El árbol, los árboles, tan
necesarios y tan precisos para vivir. Donde hay bosque
germina un abecedario de sueños en un mundo de fábula. El
universo que los artistas crean, las religiones, filosofías
y culturas de todos los tiempos y lugares, han cultivado y
se han dejado cautivar de jardines edénicos y de velas
frondosas que ensortijan la brisa del tiempo. No puede
desaparecer lo que forma parte del camino y es parte de
nosotros. Esas matas de lenguajes multicolores, aparte de
alentarnos de ilusiones nos alimentan el alma. Naciones
Unidas ha dado la voz de acrecentar los bosques de follajes.
Una vida sin árboles es una vida sin orquesta, sin color,
sin labios en flor, monótona y fría como el mármol de los
cementerios, la antesala de la muerte. Sin embargo, las
frondosidades son lienzos de luz, que ofrecen no sólo
protección para el medio ambiente, también subsistencia para
más de mil millones de personas que viven gracias a estos
mantos de enramadas vegetaciones. Ciertamente, tras la
poesía de los árboles (retención del carbono, sombra,
belleza, control de la erosión, fertilidad de los suelos)
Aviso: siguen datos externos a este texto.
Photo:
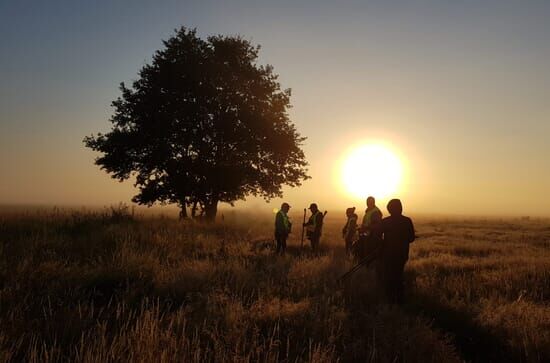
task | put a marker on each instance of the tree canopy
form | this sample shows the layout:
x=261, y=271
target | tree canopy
x=203, y=123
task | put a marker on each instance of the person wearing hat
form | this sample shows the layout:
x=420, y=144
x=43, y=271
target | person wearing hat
x=369, y=237
x=397, y=233
x=282, y=228
x=314, y=226
x=350, y=228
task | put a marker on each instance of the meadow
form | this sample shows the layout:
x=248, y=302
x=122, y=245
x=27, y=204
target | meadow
x=110, y=286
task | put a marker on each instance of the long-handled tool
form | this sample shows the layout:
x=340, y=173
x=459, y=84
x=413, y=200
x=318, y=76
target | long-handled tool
x=303, y=229
x=364, y=262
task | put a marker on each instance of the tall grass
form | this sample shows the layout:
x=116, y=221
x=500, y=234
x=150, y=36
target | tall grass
x=108, y=286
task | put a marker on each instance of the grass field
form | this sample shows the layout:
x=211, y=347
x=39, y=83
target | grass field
x=109, y=287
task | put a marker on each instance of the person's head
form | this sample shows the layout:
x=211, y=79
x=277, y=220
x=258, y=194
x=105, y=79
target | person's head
x=285, y=207
x=313, y=208
x=395, y=207
x=371, y=202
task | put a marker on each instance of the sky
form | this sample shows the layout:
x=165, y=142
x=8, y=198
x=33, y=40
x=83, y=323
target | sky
x=457, y=89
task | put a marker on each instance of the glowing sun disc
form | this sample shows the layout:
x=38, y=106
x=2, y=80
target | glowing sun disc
x=371, y=169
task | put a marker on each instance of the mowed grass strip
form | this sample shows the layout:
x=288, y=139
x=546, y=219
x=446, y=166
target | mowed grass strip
x=108, y=286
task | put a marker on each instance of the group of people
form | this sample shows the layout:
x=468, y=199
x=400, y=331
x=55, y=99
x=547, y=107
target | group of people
x=388, y=238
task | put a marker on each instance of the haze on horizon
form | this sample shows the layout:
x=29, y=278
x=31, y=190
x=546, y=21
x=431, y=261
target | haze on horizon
x=458, y=90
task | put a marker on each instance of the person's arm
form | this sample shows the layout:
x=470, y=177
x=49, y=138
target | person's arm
x=279, y=224
x=411, y=234
x=319, y=223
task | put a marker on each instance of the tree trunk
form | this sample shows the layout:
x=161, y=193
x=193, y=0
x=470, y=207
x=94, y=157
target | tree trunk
x=211, y=208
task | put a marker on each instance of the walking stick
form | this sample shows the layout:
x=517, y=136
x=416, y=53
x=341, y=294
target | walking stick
x=303, y=229
x=364, y=262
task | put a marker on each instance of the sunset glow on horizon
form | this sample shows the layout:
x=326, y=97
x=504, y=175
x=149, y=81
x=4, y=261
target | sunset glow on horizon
x=457, y=91
x=371, y=169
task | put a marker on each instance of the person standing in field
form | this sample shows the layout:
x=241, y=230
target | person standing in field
x=314, y=226
x=282, y=228
x=398, y=232
x=350, y=228
x=369, y=237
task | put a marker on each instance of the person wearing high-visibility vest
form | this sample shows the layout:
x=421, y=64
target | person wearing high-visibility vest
x=282, y=228
x=350, y=228
x=314, y=226
x=369, y=237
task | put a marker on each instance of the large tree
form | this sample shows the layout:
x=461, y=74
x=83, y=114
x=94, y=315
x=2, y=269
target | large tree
x=203, y=124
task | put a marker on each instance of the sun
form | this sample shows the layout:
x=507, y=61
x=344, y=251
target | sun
x=371, y=169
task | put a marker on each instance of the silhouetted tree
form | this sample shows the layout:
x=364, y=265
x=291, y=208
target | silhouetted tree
x=203, y=124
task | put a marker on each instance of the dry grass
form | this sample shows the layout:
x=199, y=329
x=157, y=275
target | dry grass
x=107, y=287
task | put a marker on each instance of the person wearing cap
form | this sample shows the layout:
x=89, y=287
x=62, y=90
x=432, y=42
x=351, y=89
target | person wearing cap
x=397, y=232
x=314, y=226
x=369, y=237
x=282, y=228
x=350, y=228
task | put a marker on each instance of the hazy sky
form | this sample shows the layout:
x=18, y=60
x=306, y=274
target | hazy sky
x=460, y=89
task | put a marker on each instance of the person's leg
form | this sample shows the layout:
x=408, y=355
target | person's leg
x=279, y=245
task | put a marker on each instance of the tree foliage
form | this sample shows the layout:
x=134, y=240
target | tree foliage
x=203, y=123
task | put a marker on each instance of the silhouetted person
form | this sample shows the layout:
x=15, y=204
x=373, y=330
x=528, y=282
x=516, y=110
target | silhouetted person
x=282, y=228
x=369, y=235
x=398, y=232
x=314, y=226
x=350, y=228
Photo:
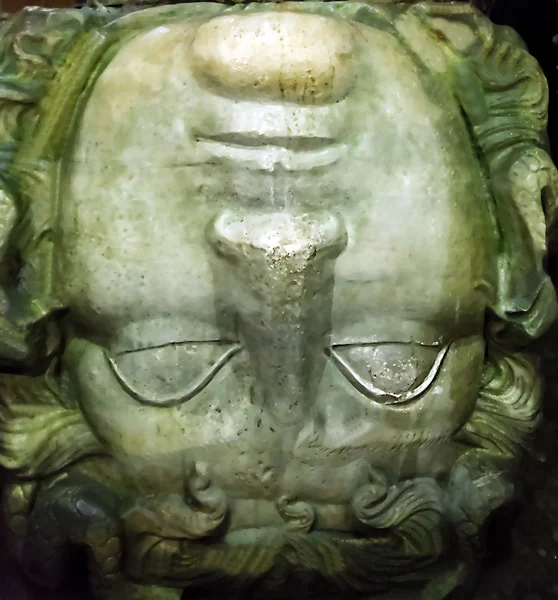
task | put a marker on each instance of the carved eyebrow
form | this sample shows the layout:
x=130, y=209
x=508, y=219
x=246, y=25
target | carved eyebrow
x=222, y=341
x=357, y=343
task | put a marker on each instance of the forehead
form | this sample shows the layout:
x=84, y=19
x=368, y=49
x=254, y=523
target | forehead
x=148, y=97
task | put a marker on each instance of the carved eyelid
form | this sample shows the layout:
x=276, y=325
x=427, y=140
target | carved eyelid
x=368, y=389
x=176, y=399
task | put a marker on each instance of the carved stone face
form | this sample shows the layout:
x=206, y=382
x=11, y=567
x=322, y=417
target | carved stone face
x=282, y=260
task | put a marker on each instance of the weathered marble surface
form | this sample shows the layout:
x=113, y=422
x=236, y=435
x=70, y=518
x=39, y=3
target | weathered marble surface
x=271, y=277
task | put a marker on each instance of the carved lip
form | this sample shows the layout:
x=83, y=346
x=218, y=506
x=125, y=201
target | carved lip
x=265, y=153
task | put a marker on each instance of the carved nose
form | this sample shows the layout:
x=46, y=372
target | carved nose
x=277, y=275
x=293, y=57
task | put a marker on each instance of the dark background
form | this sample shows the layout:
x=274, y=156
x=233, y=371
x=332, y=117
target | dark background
x=522, y=553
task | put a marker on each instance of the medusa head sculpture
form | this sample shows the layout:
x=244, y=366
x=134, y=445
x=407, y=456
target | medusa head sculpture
x=270, y=276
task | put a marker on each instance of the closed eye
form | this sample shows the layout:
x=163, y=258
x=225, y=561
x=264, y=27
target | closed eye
x=211, y=357
x=405, y=370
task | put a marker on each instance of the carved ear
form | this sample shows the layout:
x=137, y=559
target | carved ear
x=504, y=97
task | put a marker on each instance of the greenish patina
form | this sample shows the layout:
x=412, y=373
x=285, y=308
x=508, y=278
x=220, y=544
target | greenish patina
x=270, y=275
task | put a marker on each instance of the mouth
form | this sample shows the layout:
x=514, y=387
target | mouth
x=265, y=153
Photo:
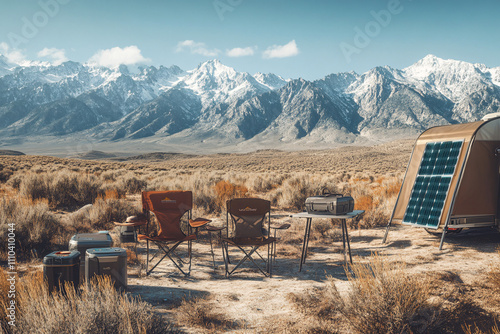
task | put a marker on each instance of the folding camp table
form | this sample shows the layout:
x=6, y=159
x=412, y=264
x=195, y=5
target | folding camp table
x=345, y=234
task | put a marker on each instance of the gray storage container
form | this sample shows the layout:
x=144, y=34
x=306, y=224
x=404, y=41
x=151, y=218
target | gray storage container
x=60, y=267
x=83, y=241
x=107, y=261
x=128, y=234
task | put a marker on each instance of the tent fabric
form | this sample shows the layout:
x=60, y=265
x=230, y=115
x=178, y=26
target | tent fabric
x=474, y=185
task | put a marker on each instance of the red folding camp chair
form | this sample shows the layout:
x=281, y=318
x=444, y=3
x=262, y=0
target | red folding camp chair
x=169, y=208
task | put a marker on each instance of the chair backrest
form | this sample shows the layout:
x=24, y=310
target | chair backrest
x=169, y=207
x=247, y=216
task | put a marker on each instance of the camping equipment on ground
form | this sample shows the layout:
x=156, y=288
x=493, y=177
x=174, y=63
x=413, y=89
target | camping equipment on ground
x=169, y=208
x=110, y=261
x=247, y=218
x=336, y=204
x=274, y=228
x=452, y=178
x=128, y=229
x=345, y=235
x=202, y=222
x=60, y=267
x=127, y=234
x=83, y=241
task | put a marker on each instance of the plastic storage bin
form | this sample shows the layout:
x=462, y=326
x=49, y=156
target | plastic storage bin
x=107, y=261
x=60, y=267
x=83, y=241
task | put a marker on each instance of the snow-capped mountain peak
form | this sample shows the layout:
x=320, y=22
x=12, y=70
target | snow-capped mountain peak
x=270, y=80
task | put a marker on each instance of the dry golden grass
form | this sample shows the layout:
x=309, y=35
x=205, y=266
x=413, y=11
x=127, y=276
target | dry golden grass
x=36, y=227
x=384, y=298
x=98, y=308
x=200, y=313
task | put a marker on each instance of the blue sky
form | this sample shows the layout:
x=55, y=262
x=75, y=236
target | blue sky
x=308, y=39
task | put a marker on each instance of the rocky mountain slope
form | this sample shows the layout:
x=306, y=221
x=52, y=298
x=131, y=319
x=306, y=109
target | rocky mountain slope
x=214, y=104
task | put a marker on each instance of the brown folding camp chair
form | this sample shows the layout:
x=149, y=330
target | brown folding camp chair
x=248, y=217
x=169, y=208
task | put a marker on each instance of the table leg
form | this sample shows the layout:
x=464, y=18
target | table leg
x=306, y=242
x=348, y=242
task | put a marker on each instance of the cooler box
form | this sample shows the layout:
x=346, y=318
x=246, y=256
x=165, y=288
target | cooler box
x=60, y=267
x=107, y=261
x=83, y=241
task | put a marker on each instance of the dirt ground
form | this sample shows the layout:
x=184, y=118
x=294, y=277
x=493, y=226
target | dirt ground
x=254, y=300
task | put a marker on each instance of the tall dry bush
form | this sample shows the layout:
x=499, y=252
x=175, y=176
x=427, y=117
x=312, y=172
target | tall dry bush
x=131, y=183
x=36, y=228
x=294, y=190
x=200, y=313
x=98, y=308
x=383, y=298
x=63, y=189
x=377, y=197
x=226, y=190
x=101, y=214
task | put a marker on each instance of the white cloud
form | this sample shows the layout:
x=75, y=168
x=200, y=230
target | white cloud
x=241, y=52
x=116, y=56
x=196, y=48
x=14, y=56
x=57, y=56
x=281, y=51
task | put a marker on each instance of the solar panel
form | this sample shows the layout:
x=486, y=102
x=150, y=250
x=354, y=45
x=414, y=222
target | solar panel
x=432, y=183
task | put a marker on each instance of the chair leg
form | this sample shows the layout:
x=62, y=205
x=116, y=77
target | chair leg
x=147, y=258
x=171, y=251
x=225, y=256
x=212, y=250
x=247, y=256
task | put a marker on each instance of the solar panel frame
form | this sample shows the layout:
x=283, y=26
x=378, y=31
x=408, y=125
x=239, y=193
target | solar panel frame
x=432, y=183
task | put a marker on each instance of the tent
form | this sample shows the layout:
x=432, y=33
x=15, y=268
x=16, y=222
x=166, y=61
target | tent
x=452, y=179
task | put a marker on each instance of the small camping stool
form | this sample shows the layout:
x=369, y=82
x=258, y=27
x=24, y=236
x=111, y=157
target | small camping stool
x=214, y=229
x=135, y=222
x=284, y=226
x=201, y=222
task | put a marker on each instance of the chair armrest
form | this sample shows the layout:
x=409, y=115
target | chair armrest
x=198, y=222
x=284, y=226
x=134, y=224
x=211, y=228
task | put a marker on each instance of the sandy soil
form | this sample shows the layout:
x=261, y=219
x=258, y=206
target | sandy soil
x=254, y=300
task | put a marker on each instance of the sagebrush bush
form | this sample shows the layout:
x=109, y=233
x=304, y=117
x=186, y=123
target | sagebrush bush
x=132, y=184
x=226, y=190
x=35, y=226
x=101, y=214
x=200, y=313
x=62, y=189
x=383, y=298
x=98, y=308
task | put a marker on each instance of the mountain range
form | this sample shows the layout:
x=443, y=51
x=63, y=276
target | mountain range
x=213, y=106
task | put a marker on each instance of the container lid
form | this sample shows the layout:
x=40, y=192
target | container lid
x=107, y=251
x=62, y=257
x=98, y=239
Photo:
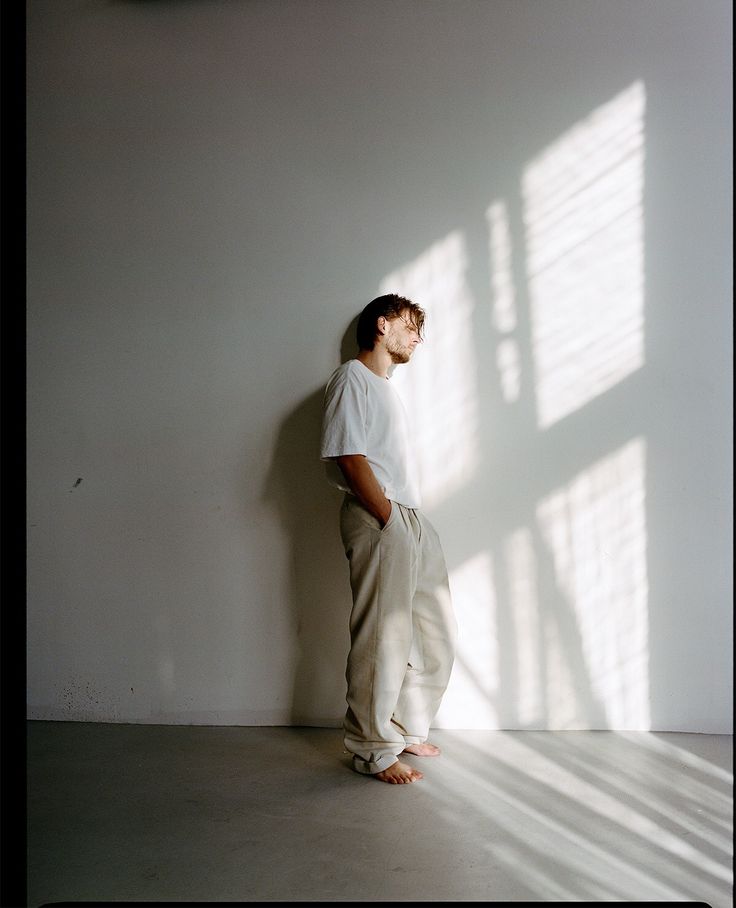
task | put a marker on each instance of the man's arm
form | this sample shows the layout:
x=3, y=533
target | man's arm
x=363, y=484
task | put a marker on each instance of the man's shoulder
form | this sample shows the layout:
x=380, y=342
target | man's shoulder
x=349, y=371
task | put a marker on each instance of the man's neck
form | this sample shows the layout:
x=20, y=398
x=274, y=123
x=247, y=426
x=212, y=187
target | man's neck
x=377, y=360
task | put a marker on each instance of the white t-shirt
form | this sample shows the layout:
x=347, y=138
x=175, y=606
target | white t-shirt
x=363, y=414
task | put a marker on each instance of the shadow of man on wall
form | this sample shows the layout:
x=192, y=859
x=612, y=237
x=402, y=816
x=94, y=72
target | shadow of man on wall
x=308, y=507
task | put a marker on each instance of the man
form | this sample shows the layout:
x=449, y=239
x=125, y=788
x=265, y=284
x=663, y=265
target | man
x=402, y=629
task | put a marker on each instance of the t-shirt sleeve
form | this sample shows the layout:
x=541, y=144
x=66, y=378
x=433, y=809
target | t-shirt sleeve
x=344, y=417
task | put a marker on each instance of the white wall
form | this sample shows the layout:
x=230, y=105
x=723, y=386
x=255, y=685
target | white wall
x=217, y=187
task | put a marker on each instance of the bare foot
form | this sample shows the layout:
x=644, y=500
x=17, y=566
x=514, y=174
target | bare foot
x=399, y=773
x=422, y=750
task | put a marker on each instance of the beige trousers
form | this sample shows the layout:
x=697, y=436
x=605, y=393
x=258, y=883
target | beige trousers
x=402, y=632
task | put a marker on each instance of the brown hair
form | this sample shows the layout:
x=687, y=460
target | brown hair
x=390, y=305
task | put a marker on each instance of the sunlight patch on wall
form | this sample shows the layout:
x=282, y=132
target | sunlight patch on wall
x=503, y=295
x=439, y=386
x=471, y=695
x=595, y=530
x=583, y=217
x=525, y=616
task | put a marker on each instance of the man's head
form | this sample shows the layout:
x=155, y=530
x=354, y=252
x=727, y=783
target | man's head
x=394, y=322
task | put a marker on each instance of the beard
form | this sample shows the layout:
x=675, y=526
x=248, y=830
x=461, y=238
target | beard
x=398, y=353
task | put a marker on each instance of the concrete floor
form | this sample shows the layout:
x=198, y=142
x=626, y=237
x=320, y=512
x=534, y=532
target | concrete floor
x=185, y=814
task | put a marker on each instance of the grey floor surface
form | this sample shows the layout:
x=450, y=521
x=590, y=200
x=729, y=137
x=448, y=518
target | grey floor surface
x=231, y=814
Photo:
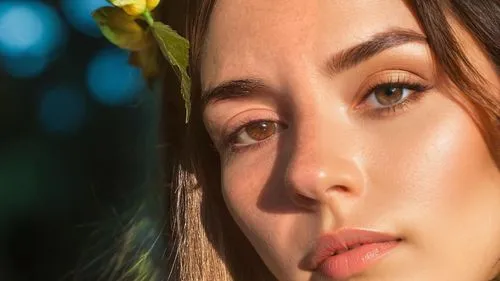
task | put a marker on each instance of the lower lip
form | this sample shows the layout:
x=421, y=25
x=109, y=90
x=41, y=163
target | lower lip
x=347, y=264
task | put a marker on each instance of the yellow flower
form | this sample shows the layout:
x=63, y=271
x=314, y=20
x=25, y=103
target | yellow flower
x=131, y=7
x=151, y=4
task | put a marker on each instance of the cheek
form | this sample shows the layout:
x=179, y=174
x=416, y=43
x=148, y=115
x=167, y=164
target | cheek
x=436, y=179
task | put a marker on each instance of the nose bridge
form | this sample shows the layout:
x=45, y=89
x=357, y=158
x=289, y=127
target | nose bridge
x=322, y=159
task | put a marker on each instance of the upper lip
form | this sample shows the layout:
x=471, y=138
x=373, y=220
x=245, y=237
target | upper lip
x=345, y=239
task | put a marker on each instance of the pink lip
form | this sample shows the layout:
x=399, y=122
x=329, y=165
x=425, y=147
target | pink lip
x=350, y=251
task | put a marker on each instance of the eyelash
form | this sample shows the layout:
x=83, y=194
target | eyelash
x=230, y=140
x=377, y=113
x=381, y=112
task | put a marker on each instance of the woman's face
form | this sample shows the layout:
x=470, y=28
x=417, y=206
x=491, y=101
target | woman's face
x=337, y=132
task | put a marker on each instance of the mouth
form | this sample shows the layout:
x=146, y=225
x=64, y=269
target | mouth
x=351, y=251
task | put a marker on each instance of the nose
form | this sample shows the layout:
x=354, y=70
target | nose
x=323, y=167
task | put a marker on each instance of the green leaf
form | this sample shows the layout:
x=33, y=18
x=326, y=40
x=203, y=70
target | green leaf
x=121, y=3
x=120, y=28
x=175, y=49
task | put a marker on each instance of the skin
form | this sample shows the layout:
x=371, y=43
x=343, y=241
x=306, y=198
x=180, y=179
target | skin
x=422, y=173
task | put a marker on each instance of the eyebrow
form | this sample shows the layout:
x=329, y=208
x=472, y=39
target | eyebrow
x=339, y=62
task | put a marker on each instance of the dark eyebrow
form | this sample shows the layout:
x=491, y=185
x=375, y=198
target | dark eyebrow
x=339, y=62
x=233, y=89
x=379, y=42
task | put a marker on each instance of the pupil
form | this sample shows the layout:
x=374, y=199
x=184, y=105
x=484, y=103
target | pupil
x=260, y=130
x=389, y=95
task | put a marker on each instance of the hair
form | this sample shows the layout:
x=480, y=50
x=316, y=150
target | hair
x=203, y=241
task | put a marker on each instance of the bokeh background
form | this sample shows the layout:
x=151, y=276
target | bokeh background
x=77, y=131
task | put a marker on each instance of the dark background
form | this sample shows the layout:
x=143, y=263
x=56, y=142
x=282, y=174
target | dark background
x=77, y=128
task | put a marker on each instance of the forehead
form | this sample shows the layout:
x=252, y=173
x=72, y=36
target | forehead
x=261, y=38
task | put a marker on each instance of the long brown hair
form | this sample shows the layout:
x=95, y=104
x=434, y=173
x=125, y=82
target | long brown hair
x=204, y=241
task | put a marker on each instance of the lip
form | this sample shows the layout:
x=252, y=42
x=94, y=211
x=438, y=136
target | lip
x=350, y=251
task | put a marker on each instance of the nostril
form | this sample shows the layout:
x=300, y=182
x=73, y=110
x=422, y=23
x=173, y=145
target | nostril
x=303, y=200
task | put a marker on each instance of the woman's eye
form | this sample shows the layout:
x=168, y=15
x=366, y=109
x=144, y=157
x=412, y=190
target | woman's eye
x=388, y=95
x=256, y=132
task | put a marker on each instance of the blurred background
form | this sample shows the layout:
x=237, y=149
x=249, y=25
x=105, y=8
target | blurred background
x=77, y=131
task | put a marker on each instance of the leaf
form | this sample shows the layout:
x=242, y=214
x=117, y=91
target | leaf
x=175, y=49
x=131, y=7
x=120, y=28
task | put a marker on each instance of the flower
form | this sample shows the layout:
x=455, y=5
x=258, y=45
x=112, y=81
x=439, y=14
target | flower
x=152, y=4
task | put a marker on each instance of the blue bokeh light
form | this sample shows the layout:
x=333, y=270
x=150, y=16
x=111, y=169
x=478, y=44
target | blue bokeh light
x=31, y=34
x=111, y=80
x=62, y=110
x=79, y=14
germina una gran variedad de productos (madera, fruta,
medicina, bebidas, forraje), que no conviene derrochar y si
administrar bien. Seguramente tendríamos otra consideración,
y no cosecharíamos tanta arboleda perdida, si pensásemos que
la naturaleza es inviolable. Sólo hay que descifrar lo que
nos dice con sus hechos, entender sus mensajes para guardar
respeto.
De un árbol, de una arboleda, pende la vida. Líderes
mundiales, representantes gubernamentales, empresariales y
de la sociedad civil, forman cónclave continuamente para
frenar el cambio climático. Se fijan objetivos, pero esos
objetivos no parecen lograrse. El propio ajetreo del hábitat
con su insostenible economía, sus modos y maneras de
engranaje productivo, las costumbres y usos irrespetuosos
con el medio ambiente, todo hace predecir lo difícil que va
a ser pasar de las palabras a los hechos. A mi juicio, la
deuda ecológica en el mundo es más terrible y más grande que
la deuda financiera. Es hora de reeducar en el buen gusto
por la naturaleza y también de afanarse en plantar árboles,
de darles su valor y su valía. No en vano, desde siempre,
los árboles han tenido una importancia simbólica en la mayor
parte de las grandes religiones del mundo. Así, por ejemplo,
el reino de Asurnasirpal II marca el primer gran
florecimiento del arte figurativo neo-asirio, que se
manifiesta en la decoración del monumental Palacio Real que
el soberano hizo erigir en el extremo noroeste de la
Acrópolis di Nimrud, la antigua Khalku. Los dos relieves
expuestos pertenecen a las lastras dedicadas al tema
mítico-simbólico de la adoración del árbol sagrado, un
símbolo de la realeza portadora de fecundidad y vida. En
cualquier caso, los árboles simbolizan la continuidad
histórica de la especie humana, fusionan lo terrenal con el
universo y, en muchas culturas, son el lugar donde residen
los espíritus benignos o malignos y las almas de los
antepasados.
La vida en un árbol, en el de la sabiduría del buen hacer y
mejor compartir, es la madurez de la especie humana. Yo si
considero vital y prioritario que los líderes mundiales se
reúnan a debatir sobre el cambio climático, el momento lo
exige, y creo que deben ponerse de acuerdo sobre compromisos
que obliguen legalmente a recortar los gases de efecto
invernadero y a pagar por el daño que el cambio climático
está haciendo a los poblados más míseros. Aquel que más daño
haga que sea el que más pague. También ha llegado el momento
de cambiar estilos de vida, más cortés con la naturaleza y
más sensible con el ecosistema, lo que conlleva que sea más
humana la vida en definitiva. Como bien dice un proverbio
inglés: “Quien planta un árbol ama a los demás”. Nos hace
falta, asimismo, que se enraíce la solidaridad como valor.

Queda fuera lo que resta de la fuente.